Search code examples
apache-flinkflink-streamingflink-sql

There is no output for the tumble window group by in my case


I am using Flink 1.12. I want to read a csv, and does tumble window group by based on processing time.

The code is as follows, but there is no output the query sql_tubmle_window, I would like to know where the problem is

import org.apache.flink.streaming.api.scala._
import org.apache.flink.table.api.bridge.scala._
import org.apache.flink.types.Row

object Sql017_ProcessTimeAttributeDDLTest {
  def main(args: Array[String]): Unit = {
    val env = StreamExecutionEnvironment.getExecutionEnvironment
    env.setParallelism(1)
    val tenv = StreamTableEnvironment.create(env)

    val ddl =
      """
      create table sourceTable(
      key STRING,
      price DOUBLE,
      pt as PROCTIME() ---processing time
      ) with (
        'connector' = 'filesystem',
        'path' = 'D:/stock_id_price.csv',
        'format' = 'csv'
      )
      """.stripMargin(' ')

    //Create the source table
    tenv.executeSql(ddl)

    //NOTE: The following query produces correct result
    tenv.sqlQuery("select key, price, pt from sourceTable").toAppendStream[Row].print()

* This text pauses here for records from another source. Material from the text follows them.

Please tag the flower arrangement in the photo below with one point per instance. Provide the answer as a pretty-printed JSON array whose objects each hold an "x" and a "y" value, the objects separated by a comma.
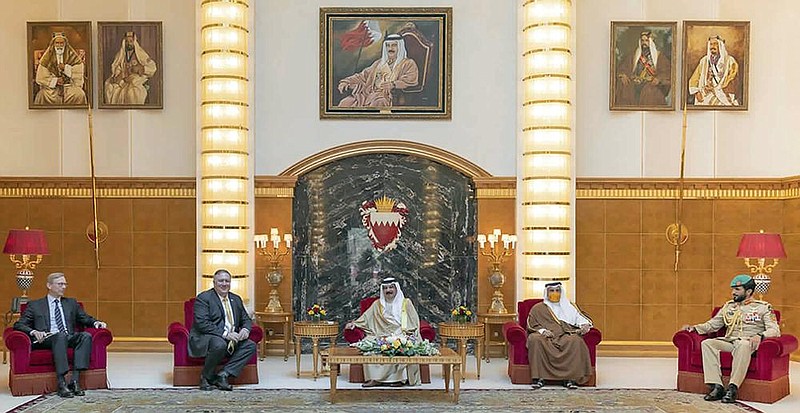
[
  {"x": 461, "y": 314},
  {"x": 316, "y": 312},
  {"x": 400, "y": 345}
]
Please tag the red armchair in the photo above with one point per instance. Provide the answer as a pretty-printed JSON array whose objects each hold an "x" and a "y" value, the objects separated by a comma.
[
  {"x": 352, "y": 336},
  {"x": 767, "y": 379},
  {"x": 33, "y": 372},
  {"x": 186, "y": 370},
  {"x": 517, "y": 337}
]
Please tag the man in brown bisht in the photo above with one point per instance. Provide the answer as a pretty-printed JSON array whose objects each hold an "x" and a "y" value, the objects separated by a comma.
[{"x": 556, "y": 350}]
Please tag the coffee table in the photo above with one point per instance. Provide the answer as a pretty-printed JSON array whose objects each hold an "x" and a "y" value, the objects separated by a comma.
[{"x": 449, "y": 360}]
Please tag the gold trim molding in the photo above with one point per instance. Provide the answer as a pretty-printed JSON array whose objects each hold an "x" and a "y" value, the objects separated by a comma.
[
  {"x": 696, "y": 188},
  {"x": 61, "y": 187},
  {"x": 496, "y": 187},
  {"x": 422, "y": 150}
]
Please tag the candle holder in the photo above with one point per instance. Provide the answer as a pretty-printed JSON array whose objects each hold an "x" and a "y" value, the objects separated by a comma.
[
  {"x": 269, "y": 246},
  {"x": 501, "y": 246}
]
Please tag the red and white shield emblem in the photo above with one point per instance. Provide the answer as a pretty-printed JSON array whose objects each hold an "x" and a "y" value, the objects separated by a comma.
[{"x": 383, "y": 218}]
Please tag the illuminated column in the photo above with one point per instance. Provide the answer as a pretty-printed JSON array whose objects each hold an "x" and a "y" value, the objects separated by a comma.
[
  {"x": 546, "y": 187},
  {"x": 225, "y": 176}
]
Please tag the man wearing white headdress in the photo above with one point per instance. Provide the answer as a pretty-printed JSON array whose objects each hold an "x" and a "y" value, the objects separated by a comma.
[
  {"x": 131, "y": 69},
  {"x": 392, "y": 314},
  {"x": 644, "y": 76},
  {"x": 373, "y": 86},
  {"x": 60, "y": 74},
  {"x": 712, "y": 83},
  {"x": 556, "y": 350}
]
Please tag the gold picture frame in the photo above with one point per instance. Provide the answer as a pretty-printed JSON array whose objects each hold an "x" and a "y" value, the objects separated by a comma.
[
  {"x": 59, "y": 80},
  {"x": 642, "y": 75},
  {"x": 385, "y": 63},
  {"x": 723, "y": 85},
  {"x": 131, "y": 66}
]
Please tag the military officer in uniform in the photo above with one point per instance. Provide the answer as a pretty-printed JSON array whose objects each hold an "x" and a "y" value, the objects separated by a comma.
[{"x": 748, "y": 321}]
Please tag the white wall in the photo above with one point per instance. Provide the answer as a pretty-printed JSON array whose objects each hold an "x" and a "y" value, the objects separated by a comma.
[
  {"x": 760, "y": 142},
  {"x": 127, "y": 142},
  {"x": 287, "y": 123}
]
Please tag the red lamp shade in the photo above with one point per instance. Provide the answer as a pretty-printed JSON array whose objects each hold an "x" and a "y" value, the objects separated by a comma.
[
  {"x": 761, "y": 245},
  {"x": 26, "y": 241}
]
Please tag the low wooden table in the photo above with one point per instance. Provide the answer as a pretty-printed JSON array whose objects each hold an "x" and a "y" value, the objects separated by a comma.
[
  {"x": 315, "y": 331},
  {"x": 463, "y": 332},
  {"x": 285, "y": 319},
  {"x": 494, "y": 319},
  {"x": 9, "y": 319},
  {"x": 450, "y": 361}
]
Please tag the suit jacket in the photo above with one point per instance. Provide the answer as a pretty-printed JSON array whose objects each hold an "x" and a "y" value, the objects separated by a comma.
[
  {"x": 37, "y": 316},
  {"x": 209, "y": 320}
]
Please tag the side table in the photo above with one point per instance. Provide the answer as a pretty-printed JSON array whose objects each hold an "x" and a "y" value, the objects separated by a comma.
[
  {"x": 494, "y": 319},
  {"x": 315, "y": 331},
  {"x": 263, "y": 318},
  {"x": 9, "y": 319},
  {"x": 463, "y": 332}
]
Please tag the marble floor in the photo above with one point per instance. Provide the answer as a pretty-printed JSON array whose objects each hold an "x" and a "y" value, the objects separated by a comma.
[{"x": 151, "y": 370}]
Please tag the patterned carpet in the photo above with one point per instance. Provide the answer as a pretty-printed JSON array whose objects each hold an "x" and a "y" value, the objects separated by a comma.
[{"x": 380, "y": 400}]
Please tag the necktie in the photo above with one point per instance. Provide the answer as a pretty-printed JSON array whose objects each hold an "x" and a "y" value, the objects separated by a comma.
[
  {"x": 59, "y": 317},
  {"x": 229, "y": 314}
]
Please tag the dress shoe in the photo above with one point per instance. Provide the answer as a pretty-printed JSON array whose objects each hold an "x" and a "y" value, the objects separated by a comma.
[
  {"x": 63, "y": 391},
  {"x": 716, "y": 393},
  {"x": 222, "y": 382},
  {"x": 731, "y": 394},
  {"x": 76, "y": 389},
  {"x": 204, "y": 384}
]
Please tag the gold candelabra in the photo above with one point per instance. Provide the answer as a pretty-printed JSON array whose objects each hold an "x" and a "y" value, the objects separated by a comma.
[
  {"x": 269, "y": 246},
  {"x": 501, "y": 246}
]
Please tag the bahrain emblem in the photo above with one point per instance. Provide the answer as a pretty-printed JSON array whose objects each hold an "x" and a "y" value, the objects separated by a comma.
[{"x": 383, "y": 218}]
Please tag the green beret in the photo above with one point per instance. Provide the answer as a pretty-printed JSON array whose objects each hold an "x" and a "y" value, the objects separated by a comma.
[{"x": 740, "y": 280}]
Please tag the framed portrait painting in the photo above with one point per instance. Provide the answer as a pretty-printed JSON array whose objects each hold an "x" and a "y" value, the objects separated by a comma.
[
  {"x": 59, "y": 65},
  {"x": 642, "y": 66},
  {"x": 716, "y": 59},
  {"x": 131, "y": 65},
  {"x": 379, "y": 63}
]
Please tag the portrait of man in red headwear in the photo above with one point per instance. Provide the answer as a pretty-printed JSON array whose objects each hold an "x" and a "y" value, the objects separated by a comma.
[{"x": 60, "y": 64}]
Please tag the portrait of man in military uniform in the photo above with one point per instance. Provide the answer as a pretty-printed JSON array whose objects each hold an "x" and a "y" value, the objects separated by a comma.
[{"x": 747, "y": 321}]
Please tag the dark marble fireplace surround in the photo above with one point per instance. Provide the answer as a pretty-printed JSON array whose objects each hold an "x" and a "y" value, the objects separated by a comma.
[{"x": 335, "y": 264}]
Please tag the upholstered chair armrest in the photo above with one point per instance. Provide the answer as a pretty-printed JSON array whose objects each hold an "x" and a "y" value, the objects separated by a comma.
[
  {"x": 101, "y": 338},
  {"x": 19, "y": 344},
  {"x": 256, "y": 334},
  {"x": 178, "y": 335},
  {"x": 355, "y": 335},
  {"x": 773, "y": 347},
  {"x": 515, "y": 334},
  {"x": 426, "y": 331}
]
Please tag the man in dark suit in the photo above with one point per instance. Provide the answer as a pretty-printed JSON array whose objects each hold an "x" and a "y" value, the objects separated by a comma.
[
  {"x": 51, "y": 322},
  {"x": 221, "y": 327}
]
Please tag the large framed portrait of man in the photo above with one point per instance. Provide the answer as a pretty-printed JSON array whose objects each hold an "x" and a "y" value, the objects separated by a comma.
[
  {"x": 379, "y": 63},
  {"x": 642, "y": 66},
  {"x": 131, "y": 65},
  {"x": 716, "y": 59},
  {"x": 59, "y": 65}
]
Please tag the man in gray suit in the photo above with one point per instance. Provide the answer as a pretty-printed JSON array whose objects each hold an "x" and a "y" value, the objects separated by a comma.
[
  {"x": 51, "y": 322},
  {"x": 221, "y": 328}
]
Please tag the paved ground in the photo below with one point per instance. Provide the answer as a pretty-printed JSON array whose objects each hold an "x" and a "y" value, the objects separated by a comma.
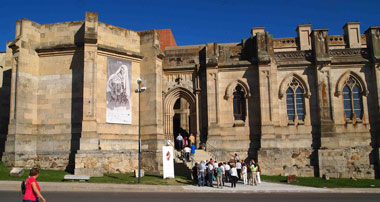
[
  {"x": 264, "y": 187},
  {"x": 12, "y": 196}
]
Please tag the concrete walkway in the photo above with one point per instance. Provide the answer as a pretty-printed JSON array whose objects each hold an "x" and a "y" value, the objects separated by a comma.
[{"x": 264, "y": 187}]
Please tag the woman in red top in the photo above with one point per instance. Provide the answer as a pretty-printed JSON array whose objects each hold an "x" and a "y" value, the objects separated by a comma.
[{"x": 32, "y": 191}]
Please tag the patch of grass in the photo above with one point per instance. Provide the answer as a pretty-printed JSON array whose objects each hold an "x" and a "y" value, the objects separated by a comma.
[
  {"x": 332, "y": 183},
  {"x": 129, "y": 178},
  {"x": 45, "y": 175},
  {"x": 117, "y": 178}
]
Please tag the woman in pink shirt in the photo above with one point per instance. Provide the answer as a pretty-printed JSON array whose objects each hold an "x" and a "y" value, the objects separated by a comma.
[{"x": 32, "y": 191}]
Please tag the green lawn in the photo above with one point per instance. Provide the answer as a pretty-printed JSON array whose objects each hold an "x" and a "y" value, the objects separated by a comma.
[
  {"x": 125, "y": 178},
  {"x": 128, "y": 178},
  {"x": 332, "y": 183}
]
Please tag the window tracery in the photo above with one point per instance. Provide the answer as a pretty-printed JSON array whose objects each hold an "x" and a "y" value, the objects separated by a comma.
[
  {"x": 352, "y": 99},
  {"x": 295, "y": 103}
]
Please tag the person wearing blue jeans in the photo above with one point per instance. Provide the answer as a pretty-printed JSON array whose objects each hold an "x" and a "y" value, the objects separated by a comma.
[
  {"x": 201, "y": 173},
  {"x": 210, "y": 173},
  {"x": 201, "y": 179}
]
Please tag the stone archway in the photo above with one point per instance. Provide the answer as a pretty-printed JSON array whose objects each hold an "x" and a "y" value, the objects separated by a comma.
[{"x": 169, "y": 112}]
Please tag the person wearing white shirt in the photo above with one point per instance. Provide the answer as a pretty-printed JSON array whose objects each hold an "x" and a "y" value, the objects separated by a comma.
[
  {"x": 244, "y": 173},
  {"x": 238, "y": 168},
  {"x": 227, "y": 171},
  {"x": 210, "y": 174},
  {"x": 233, "y": 172},
  {"x": 187, "y": 151}
]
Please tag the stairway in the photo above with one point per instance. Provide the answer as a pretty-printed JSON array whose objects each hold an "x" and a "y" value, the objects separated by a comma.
[{"x": 200, "y": 155}]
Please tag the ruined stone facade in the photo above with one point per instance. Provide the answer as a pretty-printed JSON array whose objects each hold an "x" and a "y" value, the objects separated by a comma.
[{"x": 305, "y": 105}]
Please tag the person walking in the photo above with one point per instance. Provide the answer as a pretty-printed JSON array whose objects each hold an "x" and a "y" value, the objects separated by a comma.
[
  {"x": 253, "y": 168},
  {"x": 187, "y": 151},
  {"x": 227, "y": 168},
  {"x": 192, "y": 139},
  {"x": 184, "y": 142},
  {"x": 210, "y": 173},
  {"x": 238, "y": 168},
  {"x": 258, "y": 173},
  {"x": 219, "y": 175},
  {"x": 233, "y": 172},
  {"x": 201, "y": 173},
  {"x": 192, "y": 152},
  {"x": 179, "y": 142},
  {"x": 32, "y": 189},
  {"x": 236, "y": 158},
  {"x": 244, "y": 173}
]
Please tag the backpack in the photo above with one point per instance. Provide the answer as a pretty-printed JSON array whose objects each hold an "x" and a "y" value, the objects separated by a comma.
[
  {"x": 23, "y": 187},
  {"x": 253, "y": 168}
]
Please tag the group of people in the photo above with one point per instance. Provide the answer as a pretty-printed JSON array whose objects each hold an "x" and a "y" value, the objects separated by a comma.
[
  {"x": 184, "y": 140},
  {"x": 205, "y": 172},
  {"x": 32, "y": 189}
]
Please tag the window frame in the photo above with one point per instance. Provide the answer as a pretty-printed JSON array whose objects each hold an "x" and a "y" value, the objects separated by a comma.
[
  {"x": 351, "y": 82},
  {"x": 294, "y": 85},
  {"x": 241, "y": 101}
]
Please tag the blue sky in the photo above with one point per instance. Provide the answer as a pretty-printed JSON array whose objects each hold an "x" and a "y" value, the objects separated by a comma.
[{"x": 197, "y": 21}]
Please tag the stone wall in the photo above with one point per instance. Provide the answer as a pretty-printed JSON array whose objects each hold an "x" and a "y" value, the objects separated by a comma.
[
  {"x": 276, "y": 161},
  {"x": 346, "y": 162},
  {"x": 98, "y": 162}
]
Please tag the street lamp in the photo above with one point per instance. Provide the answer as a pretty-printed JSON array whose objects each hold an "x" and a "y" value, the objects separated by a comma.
[{"x": 139, "y": 90}]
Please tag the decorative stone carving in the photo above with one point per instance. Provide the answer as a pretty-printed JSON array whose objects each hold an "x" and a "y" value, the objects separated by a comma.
[
  {"x": 349, "y": 52},
  {"x": 280, "y": 56},
  {"x": 231, "y": 86},
  {"x": 373, "y": 40},
  {"x": 320, "y": 45},
  {"x": 285, "y": 82},
  {"x": 342, "y": 80},
  {"x": 178, "y": 80},
  {"x": 264, "y": 47}
]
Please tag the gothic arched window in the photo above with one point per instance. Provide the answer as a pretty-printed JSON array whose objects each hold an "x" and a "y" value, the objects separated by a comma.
[
  {"x": 295, "y": 103},
  {"x": 352, "y": 99},
  {"x": 239, "y": 104}
]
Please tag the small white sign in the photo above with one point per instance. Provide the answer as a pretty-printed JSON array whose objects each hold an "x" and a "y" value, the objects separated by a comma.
[{"x": 168, "y": 163}]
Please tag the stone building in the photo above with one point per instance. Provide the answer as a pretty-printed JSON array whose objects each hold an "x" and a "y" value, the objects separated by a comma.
[{"x": 305, "y": 105}]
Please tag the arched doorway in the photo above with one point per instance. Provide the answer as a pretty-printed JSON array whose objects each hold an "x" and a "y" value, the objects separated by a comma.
[{"x": 179, "y": 113}]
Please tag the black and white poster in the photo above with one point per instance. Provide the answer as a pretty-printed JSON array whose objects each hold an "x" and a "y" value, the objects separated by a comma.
[{"x": 119, "y": 106}]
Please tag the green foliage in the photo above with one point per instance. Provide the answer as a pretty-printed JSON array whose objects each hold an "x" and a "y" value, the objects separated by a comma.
[
  {"x": 332, "y": 183},
  {"x": 119, "y": 178},
  {"x": 129, "y": 178}
]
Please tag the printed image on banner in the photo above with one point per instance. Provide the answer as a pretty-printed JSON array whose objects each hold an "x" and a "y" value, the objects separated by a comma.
[
  {"x": 119, "y": 106},
  {"x": 167, "y": 162}
]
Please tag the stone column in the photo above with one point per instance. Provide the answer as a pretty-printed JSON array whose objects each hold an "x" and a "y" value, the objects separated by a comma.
[
  {"x": 373, "y": 46},
  {"x": 151, "y": 73},
  {"x": 352, "y": 34},
  {"x": 89, "y": 149},
  {"x": 22, "y": 138},
  {"x": 304, "y": 40},
  {"x": 213, "y": 136},
  {"x": 89, "y": 139}
]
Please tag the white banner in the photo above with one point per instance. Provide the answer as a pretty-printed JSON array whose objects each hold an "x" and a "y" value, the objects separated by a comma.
[
  {"x": 168, "y": 163},
  {"x": 118, "y": 91}
]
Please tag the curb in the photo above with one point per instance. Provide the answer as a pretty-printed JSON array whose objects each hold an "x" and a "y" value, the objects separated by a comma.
[{"x": 103, "y": 187}]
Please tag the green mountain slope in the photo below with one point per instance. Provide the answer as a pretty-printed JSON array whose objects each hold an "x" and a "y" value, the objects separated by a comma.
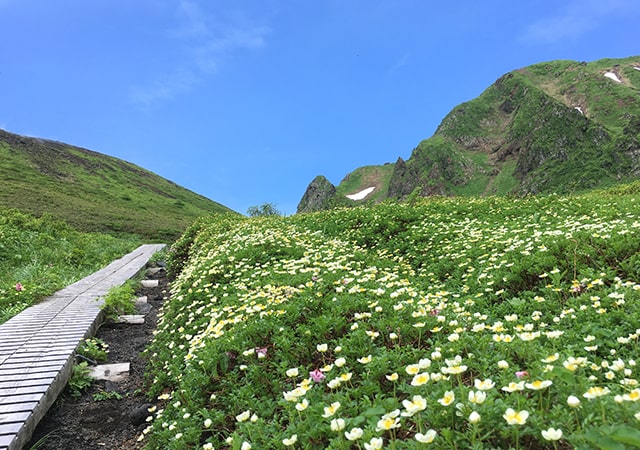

    //there is no output for the tumble group by query
    val sql_tumble_window =
      """
       SELECT
           TUMBLE_START(pt, INTERVAL '4' second),
           TUMBLE_END(pt, INTERVAL '4' second),
           sum(price),
           'FLAG'
       FROM sourceTable
       GROUP BY TUMBLE(pt, INTERVAL '4' second)
     """.stripMargin(' ')

    println("=" * 20)
    println("=" * 20)

    //There is no output for this sql query
    tenv.sqlQuery(sql_tumble_window).toAppendStream[Row].print()

    env.execute()

    Thread.sleep(20 * 1000)
  }

}


Solution

  • The problem is that the job runs to completion before the window has a chance to fire.

    When a Flink streaming job is run with a bounded input (such as a file), the job ends once it has fully consumed and processed the input. Meanwhile, the 4-second-long processing time window will be triggered whenever the time of day happens to be an exact multiple of 4 seconds since the epoch -- which is unlikely to occur unless the CSV file is very long.

    You might expect the 20-second-long sleep to take care of this. But the sleep is happening in the Flink client after it submits the job to the cluster. This does not affect the execution of the streaming job itself.